“Simple is good.” – Jim Henson
This year has been simultaneously painful and whimsical, ridiculous and rewarding. I have seen myself at my worst and my best. I have re-conquered demons I thought were dead and gone, I have looked God in the face through the eyes of those most unknown and insignificant. It has been a year of firsts, but with those firsts also come lasts. But all of this lofty reflection comes from grown-up revelations about life. In my life, I’ve come in, sat down, made myself comfortable. It only took twenty-five years. Now that I have had the chance to look about the place, I realize: there is just too much.
I say this with dual meaning (as most things I say). There is too much materially. There is too much psychologically. I also say this to a dual audience. I have too much. Chances are, you do too.
Not that I know you. Even if I know you, I don’t know you, know you. You know.
But I do feel like I know humanity, at least in slight glimpses. I know what humanity does. Humanity hordes. Humanity collects. Humanity covets.
About this time last year, my husband and I started looking at a new house. We really wanted to move back to Nashville, to live in some upscale condo, and to be urbanites. Truth be told, we could afford it. We also looked at buying a bigger house in general. Mind you, we are two adults and a dog, currently living in a three-bedroom, two-bathroom, two car garage home. Two people… wanting something bigger and better. My parents didn’t have a three-bedroom home until they had three children, who were 12, 11, and 9 by that time. While the housing market slump kept us from making a move, I wonder if I would have been content with a bigger or better home a year from now.
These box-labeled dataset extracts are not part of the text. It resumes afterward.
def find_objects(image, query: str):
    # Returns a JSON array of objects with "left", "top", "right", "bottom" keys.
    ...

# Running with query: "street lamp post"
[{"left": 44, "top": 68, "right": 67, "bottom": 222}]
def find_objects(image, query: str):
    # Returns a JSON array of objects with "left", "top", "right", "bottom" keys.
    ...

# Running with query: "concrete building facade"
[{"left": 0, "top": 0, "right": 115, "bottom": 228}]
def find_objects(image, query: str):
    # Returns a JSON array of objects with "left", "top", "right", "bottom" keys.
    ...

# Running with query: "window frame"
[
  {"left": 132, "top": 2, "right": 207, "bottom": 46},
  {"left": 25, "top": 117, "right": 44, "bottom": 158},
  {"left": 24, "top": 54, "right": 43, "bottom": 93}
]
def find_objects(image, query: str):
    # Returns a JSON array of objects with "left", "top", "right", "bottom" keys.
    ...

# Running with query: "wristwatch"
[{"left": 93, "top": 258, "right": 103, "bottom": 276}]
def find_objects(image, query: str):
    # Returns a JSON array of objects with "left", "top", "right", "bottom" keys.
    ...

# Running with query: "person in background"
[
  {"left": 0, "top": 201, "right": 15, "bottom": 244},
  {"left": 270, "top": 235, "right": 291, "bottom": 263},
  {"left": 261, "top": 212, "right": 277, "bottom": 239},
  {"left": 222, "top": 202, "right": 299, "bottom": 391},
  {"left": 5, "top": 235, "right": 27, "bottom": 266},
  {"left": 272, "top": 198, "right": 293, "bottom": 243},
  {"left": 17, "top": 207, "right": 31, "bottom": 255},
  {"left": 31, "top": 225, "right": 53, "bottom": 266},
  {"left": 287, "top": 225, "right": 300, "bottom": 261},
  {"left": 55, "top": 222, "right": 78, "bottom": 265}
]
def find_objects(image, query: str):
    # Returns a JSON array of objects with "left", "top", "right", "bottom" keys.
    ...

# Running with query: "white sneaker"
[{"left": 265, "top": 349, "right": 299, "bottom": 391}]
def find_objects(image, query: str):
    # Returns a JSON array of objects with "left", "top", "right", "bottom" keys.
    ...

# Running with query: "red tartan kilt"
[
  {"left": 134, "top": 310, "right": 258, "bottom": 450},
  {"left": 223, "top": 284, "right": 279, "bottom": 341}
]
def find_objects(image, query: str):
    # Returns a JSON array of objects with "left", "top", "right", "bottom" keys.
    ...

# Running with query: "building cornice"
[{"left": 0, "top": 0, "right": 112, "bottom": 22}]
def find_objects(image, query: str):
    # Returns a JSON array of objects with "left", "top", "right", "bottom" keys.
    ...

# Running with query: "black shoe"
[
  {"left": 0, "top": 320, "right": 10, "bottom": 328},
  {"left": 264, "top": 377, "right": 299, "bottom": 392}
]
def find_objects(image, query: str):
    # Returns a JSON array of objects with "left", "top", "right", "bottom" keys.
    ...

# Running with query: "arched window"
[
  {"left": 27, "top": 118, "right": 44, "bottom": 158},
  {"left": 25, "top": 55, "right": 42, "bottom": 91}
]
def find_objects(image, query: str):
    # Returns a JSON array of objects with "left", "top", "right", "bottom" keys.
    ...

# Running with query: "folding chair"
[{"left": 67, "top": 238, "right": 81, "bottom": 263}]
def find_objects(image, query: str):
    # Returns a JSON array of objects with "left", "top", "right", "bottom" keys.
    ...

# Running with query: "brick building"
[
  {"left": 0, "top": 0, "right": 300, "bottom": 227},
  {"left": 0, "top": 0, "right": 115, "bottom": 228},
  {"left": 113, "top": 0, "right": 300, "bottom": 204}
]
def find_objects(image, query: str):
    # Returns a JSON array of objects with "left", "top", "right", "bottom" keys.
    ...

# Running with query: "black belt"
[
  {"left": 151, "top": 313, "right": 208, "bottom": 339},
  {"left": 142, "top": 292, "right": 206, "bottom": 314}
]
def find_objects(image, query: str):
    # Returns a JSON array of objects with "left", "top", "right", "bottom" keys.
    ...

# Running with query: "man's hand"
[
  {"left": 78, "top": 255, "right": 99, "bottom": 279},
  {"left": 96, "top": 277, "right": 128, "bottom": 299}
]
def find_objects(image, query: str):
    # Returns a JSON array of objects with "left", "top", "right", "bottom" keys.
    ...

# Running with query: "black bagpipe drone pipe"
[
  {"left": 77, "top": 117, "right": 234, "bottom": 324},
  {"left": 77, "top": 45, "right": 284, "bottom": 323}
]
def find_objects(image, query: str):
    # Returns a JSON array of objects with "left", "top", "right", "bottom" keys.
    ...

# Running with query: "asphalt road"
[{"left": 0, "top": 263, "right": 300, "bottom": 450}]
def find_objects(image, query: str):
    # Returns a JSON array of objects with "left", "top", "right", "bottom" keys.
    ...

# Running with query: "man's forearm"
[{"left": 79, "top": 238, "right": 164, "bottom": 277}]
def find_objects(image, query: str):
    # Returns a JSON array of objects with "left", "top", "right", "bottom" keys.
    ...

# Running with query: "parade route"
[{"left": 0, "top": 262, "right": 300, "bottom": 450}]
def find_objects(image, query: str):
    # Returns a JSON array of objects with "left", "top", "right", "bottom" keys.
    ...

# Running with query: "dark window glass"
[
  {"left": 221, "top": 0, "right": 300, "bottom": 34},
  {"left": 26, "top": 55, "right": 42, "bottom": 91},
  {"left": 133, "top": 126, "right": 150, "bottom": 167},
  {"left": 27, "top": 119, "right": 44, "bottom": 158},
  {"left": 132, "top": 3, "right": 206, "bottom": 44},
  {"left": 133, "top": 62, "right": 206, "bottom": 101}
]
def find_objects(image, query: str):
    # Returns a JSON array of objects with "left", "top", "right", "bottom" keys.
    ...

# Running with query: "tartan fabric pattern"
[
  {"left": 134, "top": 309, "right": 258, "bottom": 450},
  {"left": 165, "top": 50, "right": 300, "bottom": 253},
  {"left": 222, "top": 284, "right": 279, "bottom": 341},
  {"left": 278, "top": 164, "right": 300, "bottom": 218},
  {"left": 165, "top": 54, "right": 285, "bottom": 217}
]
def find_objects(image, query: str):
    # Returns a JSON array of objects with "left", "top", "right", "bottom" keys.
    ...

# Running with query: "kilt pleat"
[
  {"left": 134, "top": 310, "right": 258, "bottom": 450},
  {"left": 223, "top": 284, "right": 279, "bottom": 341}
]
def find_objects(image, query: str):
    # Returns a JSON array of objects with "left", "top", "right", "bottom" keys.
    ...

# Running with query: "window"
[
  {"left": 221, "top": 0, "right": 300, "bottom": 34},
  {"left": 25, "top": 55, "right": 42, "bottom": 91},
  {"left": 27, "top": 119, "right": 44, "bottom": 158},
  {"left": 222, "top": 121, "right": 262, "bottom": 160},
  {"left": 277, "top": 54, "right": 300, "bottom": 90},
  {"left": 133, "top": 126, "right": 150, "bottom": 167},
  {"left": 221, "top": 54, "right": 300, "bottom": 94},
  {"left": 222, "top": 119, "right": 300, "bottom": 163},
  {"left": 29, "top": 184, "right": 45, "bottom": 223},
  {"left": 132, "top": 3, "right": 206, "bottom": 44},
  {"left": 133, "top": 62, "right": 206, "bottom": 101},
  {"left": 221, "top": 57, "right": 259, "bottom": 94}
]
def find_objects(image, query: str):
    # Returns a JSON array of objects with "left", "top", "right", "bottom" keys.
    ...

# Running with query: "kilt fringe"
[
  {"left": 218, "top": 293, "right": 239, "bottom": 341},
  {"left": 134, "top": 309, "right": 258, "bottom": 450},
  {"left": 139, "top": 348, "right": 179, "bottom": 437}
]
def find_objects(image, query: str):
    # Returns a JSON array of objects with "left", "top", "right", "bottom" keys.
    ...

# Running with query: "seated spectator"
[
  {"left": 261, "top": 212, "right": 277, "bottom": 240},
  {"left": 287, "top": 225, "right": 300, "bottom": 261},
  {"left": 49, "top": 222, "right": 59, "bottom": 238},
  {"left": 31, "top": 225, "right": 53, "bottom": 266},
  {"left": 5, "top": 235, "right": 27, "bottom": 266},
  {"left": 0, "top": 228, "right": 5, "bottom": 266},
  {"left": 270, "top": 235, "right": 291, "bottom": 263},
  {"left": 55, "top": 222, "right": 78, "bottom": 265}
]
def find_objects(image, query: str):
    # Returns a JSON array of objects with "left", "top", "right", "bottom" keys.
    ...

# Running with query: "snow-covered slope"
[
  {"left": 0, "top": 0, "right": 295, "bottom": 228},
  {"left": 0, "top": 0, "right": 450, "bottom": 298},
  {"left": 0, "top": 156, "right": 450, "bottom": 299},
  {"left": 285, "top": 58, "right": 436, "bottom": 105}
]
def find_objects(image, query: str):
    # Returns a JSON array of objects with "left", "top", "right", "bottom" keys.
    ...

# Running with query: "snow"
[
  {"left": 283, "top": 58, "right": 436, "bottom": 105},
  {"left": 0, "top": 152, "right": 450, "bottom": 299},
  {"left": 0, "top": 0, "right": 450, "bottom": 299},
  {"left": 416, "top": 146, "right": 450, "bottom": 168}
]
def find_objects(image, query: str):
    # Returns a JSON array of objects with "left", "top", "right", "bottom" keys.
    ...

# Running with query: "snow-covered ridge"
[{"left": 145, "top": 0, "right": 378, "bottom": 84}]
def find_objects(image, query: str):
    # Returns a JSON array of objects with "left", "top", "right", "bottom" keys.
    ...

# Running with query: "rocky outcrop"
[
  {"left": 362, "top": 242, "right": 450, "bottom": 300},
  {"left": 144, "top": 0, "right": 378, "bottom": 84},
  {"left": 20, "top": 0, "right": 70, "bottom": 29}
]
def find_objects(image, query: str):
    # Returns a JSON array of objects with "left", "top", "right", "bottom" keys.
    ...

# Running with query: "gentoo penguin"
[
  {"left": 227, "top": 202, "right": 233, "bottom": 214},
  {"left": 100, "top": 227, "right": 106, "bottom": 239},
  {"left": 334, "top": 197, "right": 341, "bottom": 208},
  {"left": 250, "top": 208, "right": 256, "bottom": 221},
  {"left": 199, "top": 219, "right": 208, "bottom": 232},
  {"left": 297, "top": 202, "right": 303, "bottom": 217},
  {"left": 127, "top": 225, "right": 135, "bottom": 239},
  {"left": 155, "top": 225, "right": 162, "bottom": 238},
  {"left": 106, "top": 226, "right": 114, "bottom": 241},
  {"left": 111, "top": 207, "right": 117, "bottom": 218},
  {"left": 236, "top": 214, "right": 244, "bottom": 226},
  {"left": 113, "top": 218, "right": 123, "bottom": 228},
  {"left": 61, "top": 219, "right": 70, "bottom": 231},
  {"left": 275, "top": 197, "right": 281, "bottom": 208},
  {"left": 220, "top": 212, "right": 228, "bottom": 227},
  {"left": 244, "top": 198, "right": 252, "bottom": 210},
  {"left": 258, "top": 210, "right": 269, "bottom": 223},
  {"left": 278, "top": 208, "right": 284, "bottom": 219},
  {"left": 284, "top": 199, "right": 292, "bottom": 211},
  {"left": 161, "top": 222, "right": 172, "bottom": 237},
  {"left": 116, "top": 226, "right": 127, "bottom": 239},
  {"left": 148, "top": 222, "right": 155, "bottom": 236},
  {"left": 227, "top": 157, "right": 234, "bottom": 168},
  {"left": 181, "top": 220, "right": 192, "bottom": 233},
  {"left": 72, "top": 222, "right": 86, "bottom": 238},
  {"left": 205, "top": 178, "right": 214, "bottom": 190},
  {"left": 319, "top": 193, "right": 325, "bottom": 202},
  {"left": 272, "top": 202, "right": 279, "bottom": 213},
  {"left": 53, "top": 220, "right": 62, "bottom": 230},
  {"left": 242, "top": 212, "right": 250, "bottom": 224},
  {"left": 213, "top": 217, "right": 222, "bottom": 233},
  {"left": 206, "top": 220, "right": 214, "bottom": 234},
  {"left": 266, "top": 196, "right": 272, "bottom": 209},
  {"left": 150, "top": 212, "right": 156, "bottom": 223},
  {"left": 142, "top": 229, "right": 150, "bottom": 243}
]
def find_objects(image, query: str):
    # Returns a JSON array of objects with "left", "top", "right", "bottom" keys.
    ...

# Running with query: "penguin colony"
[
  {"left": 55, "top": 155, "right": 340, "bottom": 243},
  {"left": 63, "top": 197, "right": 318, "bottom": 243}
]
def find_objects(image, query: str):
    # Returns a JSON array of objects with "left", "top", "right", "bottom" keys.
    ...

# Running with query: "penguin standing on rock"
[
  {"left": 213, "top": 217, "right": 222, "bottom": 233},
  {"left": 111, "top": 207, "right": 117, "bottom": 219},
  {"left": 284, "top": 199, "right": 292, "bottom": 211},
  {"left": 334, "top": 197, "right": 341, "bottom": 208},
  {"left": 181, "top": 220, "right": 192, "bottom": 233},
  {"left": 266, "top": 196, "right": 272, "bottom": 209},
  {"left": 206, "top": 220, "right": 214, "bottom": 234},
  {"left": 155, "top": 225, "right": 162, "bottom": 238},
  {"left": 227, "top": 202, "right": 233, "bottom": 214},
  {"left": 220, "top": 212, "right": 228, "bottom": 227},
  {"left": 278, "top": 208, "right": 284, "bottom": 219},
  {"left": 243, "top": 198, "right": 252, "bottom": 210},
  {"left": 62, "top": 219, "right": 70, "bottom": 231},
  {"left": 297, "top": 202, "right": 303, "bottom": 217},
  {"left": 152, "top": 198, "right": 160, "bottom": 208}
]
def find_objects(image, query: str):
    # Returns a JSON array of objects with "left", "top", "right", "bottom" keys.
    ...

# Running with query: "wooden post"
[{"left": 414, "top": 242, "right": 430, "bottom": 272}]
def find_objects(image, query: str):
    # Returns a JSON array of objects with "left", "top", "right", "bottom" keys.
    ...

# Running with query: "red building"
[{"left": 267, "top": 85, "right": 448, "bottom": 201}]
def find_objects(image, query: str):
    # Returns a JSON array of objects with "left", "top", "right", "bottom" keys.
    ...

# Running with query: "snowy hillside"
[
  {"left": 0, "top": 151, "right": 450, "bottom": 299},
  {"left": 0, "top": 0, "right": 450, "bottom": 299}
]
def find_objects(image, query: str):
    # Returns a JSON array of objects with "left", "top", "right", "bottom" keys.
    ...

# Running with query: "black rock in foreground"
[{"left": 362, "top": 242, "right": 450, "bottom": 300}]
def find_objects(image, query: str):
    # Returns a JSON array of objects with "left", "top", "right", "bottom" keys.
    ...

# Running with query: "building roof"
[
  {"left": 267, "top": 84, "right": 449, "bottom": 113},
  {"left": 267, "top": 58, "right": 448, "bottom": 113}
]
Now, with a baby on the way, I realize just how much stuff I have to deal with. I also realize how hard it has been to surrender it to make room for someone who will soon be the love of my life. My husband and I have had “discussions” about which room the baby will have, since each of our spare bedrooms has been claimed as a personal space by one of us. Regardless of rooms, there are bags and bags and stacks of things that will have to go, and I second-guess with every decision. Besides the material things, there are the social and psychological needs that I am having trouble letting go. I want to take a year off from work, but my pride wants to stay and continue my professional path. I want my young friends. I want my young body, clothes, carefree lifestyle. I want…
I know I am not alone. As I’ve noticed this in myself, I’ve tried to make changes. Unfortunately, it is an unpopular path. I made the mistake of commenting on a social networking site one day about the ridiculous-ness of a family of four driving around an eight-passenger vehicle. Especially when the father has a separate vehicle and rarely partakes in the monstrosity. The retaliation I received was downright defensive. As usual, I cowered under the pressure, apologizing for my opinions. This was a mistake. It is a logical fallacy to conclude that because you think you have to transport your toddler’s entire nursery everywhere you go, it is mandatory. The lengths we go to pacify our dependents or satisfy our own grandiose desires are grotesque.
I’ve learned a great deal about myself this year. I’ve learned it’s time to clean house, and it’s a big enough house as it is. I’ve learned I don’t have to be and do everything to be and do everything. I’ve learned the important things in my life don’t require as much from me as I lead myself to believe.
And I know I’m not the perfect example of a simplified life. There is more I can and want to do: plant my own food, learn a craft or trade I can share, give more away, keep less. But I’m going to try to simplify because it just might clear the way for me to see that which I don’t want to miss. And yes, if you visit sometime soon, my nursery may be filled to the brim with stuff. I can’t make my family think like me. But I can promise, when we can, my child will learn how to give his or her stuff away.